Diamonds Are For Never: Why I Said “No” To An Engagement Ring

Little known fact: I am a certified Diamontologist. (Somewhere there is a plaque floating around with my name misspelled on it.) In college, I sold engagement rings (and other sparkly momentos) and my company paid me to sit at Starbucks and read about the four Cs. A few tests later, and I was a Diamontologist. Hey! What’s an extra test or two when you’re a theater major? (The answer is — nothing. I literally had nothing else to do.)

In the early days of my diamond career, I tried on every ring in the store. I painstakingly louped every freakin’ rock we had until I found “the one.” I wrote it down on the back of my business card and tucked it away until I found the other One. Ten years later, I still remember that ring. 1.25 carat princess cut F color/VS clarity diamond in white gold. I believe it retailed around $10K.

All I have to say to my former self is Ew.

But those were the early days. As the years went on (and my little Starbucks drinking, Coach purse buying, diamond slinging butt was slowly radicalized) my attitude about engagement rings did a full 180.

When I first started selling engagement rings, I meant every word of my awkward, over-zealous sales pitch. I squealed when a new couple sat down at the counter and told me their love story.

I did this thing where I’d nod knowingly at the bride to be, like we were besties, and say: “So, it’s time?”

She was the future me. One day I would be on that side of the counter. One day a man would pay TEN THOUSAND DOLLARS to marry my ass.

How romantic?

Let me tell you, the romance of engagement rings wanes a little when you’ve got a sales quota on your head. Or when you start reading about gemstone labor practices, blood diamonds, dirty gold, DeBeers, Oh God it never ends… Or when you watch a grown woman cry like a baby and break off an engagement because she didn’t get her 3 carats of carbon. Pretty soon, you’re resentfully yanking handfuls of diamonds out of tupperwares in the morning while you tell your co-workers what you read the night before about dirty gold. And your manager wants to chat with you in the back room before you open.

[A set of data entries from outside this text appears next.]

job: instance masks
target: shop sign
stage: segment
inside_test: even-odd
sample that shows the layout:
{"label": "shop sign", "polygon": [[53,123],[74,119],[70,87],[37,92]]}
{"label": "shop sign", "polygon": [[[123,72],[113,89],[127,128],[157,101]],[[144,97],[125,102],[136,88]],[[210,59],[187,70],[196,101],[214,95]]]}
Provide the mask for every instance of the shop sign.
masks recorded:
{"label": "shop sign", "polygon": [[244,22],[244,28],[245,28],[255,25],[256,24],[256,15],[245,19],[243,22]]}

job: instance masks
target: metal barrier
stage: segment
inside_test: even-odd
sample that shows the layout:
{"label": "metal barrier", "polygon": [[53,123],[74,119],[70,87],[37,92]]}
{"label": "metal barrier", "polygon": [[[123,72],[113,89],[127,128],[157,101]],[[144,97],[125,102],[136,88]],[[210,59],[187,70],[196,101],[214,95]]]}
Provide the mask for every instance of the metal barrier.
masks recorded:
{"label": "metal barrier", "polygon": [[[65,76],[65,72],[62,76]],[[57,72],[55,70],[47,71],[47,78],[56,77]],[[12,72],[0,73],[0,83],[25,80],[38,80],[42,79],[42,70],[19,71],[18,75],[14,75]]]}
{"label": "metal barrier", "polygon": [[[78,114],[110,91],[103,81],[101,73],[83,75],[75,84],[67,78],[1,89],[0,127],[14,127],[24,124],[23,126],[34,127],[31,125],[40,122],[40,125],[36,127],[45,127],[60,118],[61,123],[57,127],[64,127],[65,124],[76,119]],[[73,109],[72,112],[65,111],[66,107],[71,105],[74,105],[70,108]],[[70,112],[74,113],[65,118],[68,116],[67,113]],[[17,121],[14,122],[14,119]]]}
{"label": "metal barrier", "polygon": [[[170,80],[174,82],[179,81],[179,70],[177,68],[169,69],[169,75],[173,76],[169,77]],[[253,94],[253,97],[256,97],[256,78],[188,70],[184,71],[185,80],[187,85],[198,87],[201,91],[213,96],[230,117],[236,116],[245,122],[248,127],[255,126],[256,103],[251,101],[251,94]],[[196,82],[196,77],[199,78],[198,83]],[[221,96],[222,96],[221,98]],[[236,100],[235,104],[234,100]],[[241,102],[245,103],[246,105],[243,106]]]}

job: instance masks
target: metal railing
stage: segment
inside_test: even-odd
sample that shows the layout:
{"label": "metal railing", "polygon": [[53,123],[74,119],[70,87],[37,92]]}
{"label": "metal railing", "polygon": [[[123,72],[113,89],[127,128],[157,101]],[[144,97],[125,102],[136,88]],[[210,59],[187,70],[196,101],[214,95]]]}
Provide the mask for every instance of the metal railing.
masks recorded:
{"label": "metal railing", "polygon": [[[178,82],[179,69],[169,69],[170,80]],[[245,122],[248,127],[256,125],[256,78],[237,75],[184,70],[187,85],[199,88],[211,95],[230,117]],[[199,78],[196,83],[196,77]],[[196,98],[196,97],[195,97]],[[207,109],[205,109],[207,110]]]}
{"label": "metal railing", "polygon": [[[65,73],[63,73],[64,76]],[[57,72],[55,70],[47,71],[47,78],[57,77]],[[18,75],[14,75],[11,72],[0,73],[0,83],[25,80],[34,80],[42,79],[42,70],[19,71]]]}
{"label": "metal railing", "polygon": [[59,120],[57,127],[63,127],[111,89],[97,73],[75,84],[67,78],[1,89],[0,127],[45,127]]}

By the time I reached the end of my diamond road, the girl with the 1.25 princess cut F color/VS clarity white gold rock was long gone. I wasn’t sorry to see her go. I felt free — free of the pressure to somehow find a partner who shared my values and had $10K lying around to buy me rocks. Free of the Santa Claus engagement fantasy dreamed up by the clever capitalists at DeBeers to commodify love. Free to define my future partnership outside the four Cs.

When Roberto and I started discussing a long term partnership, diamonds were never on the table. But I guess the girl from long ago left something behind, because I still had a hot air balloon fantasy or two floating around my dreams. Then, one afternoon, I turned to Roberto and asked: “Do you believe in marriage proposals?”

Roberto: “No.”

Me: “So, why are we even going to have one?”

Roberto: “Because…wait, I thought you wanted that.”

Me: “Yeah, but if it were up to you?”

Roberto: “Well, if you ask me, I thought we already talked about it. The proposal stuff doesn’t make much sense to me. Didn’t we already decide we wanted to get married?”

Me: “Yeah.”

Roberto: “So…then the proposal is just a show I do for you?”

Me: “…yeah…”

Roberto: “Well, if you want the show, I can give you the show.”

Me: [Forehead slap] “No, no. That’s ridiculous.”

Roberto: “Yeah, I think so.”

Me: “So…I guess we’re engaged, huh?”

Roberto: “Yup.”

And that was that. I remember sitting there with my mouth open, aghast that it could be as easy as that. Roberto was right. We had discussed our partnership many times. We had agreed that marriage was something we wanted to do.

And yet, it’s as though I was waiting for some 19 year old fool at a jewelry counter to nod and say, “So, it’s time?”

But it was Roberto who said it on a lazy Sunday afternoon in our sweats. Nodding knowingly in the kitchen. Reminding me that we had already proposed to each other many times before.

And that, De Beers, is how you do it.